Based on their findings, the researchers make the following arguments:
There are signals worth finding. The researchers say there is a valuable relationship between stock returns and ESG scores — if one factors in some noise along with the underlying true ESG performance.
“Think of a real-life situation, such as when you try to listen to a lecture with a lot of background noise due to construction work,” the authors write. “The noise will drown out the signal and make the lecture harder to understand; however, the knowledge is still being imparted.”
To disentangle signal from noise, the researchers instrumented the scores of one ratings agency with up to seven others, performing a two-stage regression modeling exercise. The effort uncovered a substantial amount of noise in the ESG measures — up to 60% of the total score. Yet this also means there is a clear signal in the ESG data that can be effectively drawn out using noise-correction procedures like the one developed by the Aggregate Confusion Project.
CO2measures aren’t enough. Abandoning ESG in favor of a narrower carbon emissions score simply because it seems easier to measure than the social and governance dimensions is shortsighted and not nearly as effective, the MIT researchers argue.
Carbon emissions are measured with different degrees of precision — for example, we might know a lot about a firm’s past emissions but have far less clarity into future emissions based on current operating decisions. There’s also very little insight into the emissions of partner companies used up and down the supply chain — what’s commonly referred to as scope 3 emissions. The authors say CO2 data has to be put in context to get a realistic gauge of the societal impact.
Instead of ignoring social- or governance-related dimensions — such as the treatment of disadvantaged groups — because they are undoubtedly difficult to quantify, the investor community needs to recognize the limitations of all measurements. “This is a delicate balance that is difficult to navigate,” the authors write. “On the one hand, if an issue is important, it should be measured — regardless [of] how hard or uncertain the measurement is. On the other hand, what is done with the measurement is a matter of understanding its precision and accuracy.”

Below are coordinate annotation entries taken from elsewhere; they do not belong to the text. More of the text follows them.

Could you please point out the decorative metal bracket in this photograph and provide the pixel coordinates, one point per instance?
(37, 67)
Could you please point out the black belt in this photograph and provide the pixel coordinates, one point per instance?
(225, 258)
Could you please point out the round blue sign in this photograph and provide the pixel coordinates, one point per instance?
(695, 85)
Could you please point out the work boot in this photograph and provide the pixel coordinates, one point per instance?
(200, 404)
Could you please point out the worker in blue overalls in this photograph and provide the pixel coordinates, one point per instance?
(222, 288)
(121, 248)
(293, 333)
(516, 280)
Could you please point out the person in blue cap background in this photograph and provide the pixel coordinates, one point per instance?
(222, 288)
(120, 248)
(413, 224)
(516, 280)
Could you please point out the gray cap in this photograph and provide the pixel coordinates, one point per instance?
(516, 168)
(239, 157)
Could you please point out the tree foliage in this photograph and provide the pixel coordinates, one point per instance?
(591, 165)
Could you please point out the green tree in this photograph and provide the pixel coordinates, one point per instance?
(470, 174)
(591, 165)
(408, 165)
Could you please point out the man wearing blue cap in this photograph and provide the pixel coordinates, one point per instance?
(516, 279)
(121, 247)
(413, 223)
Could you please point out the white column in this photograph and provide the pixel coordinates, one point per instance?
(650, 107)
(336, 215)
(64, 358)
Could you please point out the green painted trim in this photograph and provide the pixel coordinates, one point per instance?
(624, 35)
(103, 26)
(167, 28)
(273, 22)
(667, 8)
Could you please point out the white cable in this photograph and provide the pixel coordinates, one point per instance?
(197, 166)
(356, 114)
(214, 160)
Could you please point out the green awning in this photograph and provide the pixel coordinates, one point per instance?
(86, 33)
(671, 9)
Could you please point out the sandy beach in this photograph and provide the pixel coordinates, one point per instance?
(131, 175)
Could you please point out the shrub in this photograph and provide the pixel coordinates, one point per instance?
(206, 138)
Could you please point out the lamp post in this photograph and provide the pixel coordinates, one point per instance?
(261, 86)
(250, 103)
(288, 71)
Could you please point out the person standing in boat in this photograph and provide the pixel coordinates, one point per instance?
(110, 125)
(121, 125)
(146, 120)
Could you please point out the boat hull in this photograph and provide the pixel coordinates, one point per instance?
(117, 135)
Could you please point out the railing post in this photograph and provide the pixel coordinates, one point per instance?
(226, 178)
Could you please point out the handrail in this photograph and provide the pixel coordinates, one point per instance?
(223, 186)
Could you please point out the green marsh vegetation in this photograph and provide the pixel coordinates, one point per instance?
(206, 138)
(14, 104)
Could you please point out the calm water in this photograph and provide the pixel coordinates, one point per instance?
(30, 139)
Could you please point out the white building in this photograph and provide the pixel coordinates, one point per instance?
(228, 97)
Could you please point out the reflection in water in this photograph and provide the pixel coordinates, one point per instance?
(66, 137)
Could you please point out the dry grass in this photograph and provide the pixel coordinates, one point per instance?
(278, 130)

Standardization and aggregation aren’t the answer. Settling on one aggregation rule for an all-encompassing ESG rating is misguided because aggregation is fundamentally about preferences, the authors say. Some entities will prioritize climate change while others will lean into anti-discrimination efforts, making it impossible for a single score to capture the heterogeneity in preferences. In fact, ratings agencies are proposing different aggregation rules, generating another source of discrepancy, the researchers found.
A competitive market would help
Instead of a nonstrategic overhaul or complete abandonment, the researchers advocate for an approach that holds ESG ratings to a higher standard. They suggest creating a competitive market among ratings agencies that is centered around the quality of measurement, which would enable the agencies to harness economies of scale and competition to drive down costs. To do so, they say, regulators should standardize ESG disclosure requirements, not the actual ESG scores, to enhance transparency around methodologies and encourage compatibility between ratings systems.
In short: ESG data and procedures have problems, but all is not lost. “The existing shortcomings are not a reason to resign,” the researchers say. “Instead, they call for redesign.”
“The Signal in the Noise” was authored by Florian Berg, MIT Sloan research scientist; Jason Jay, senior lecturer and director of the MIT Sloan Sustainability Initiative; Julian Kölbel, assistant professor of sustainable finance at the University of St. Gallen; and Roberto Rigobon, MIT Sloan professor of applied economics.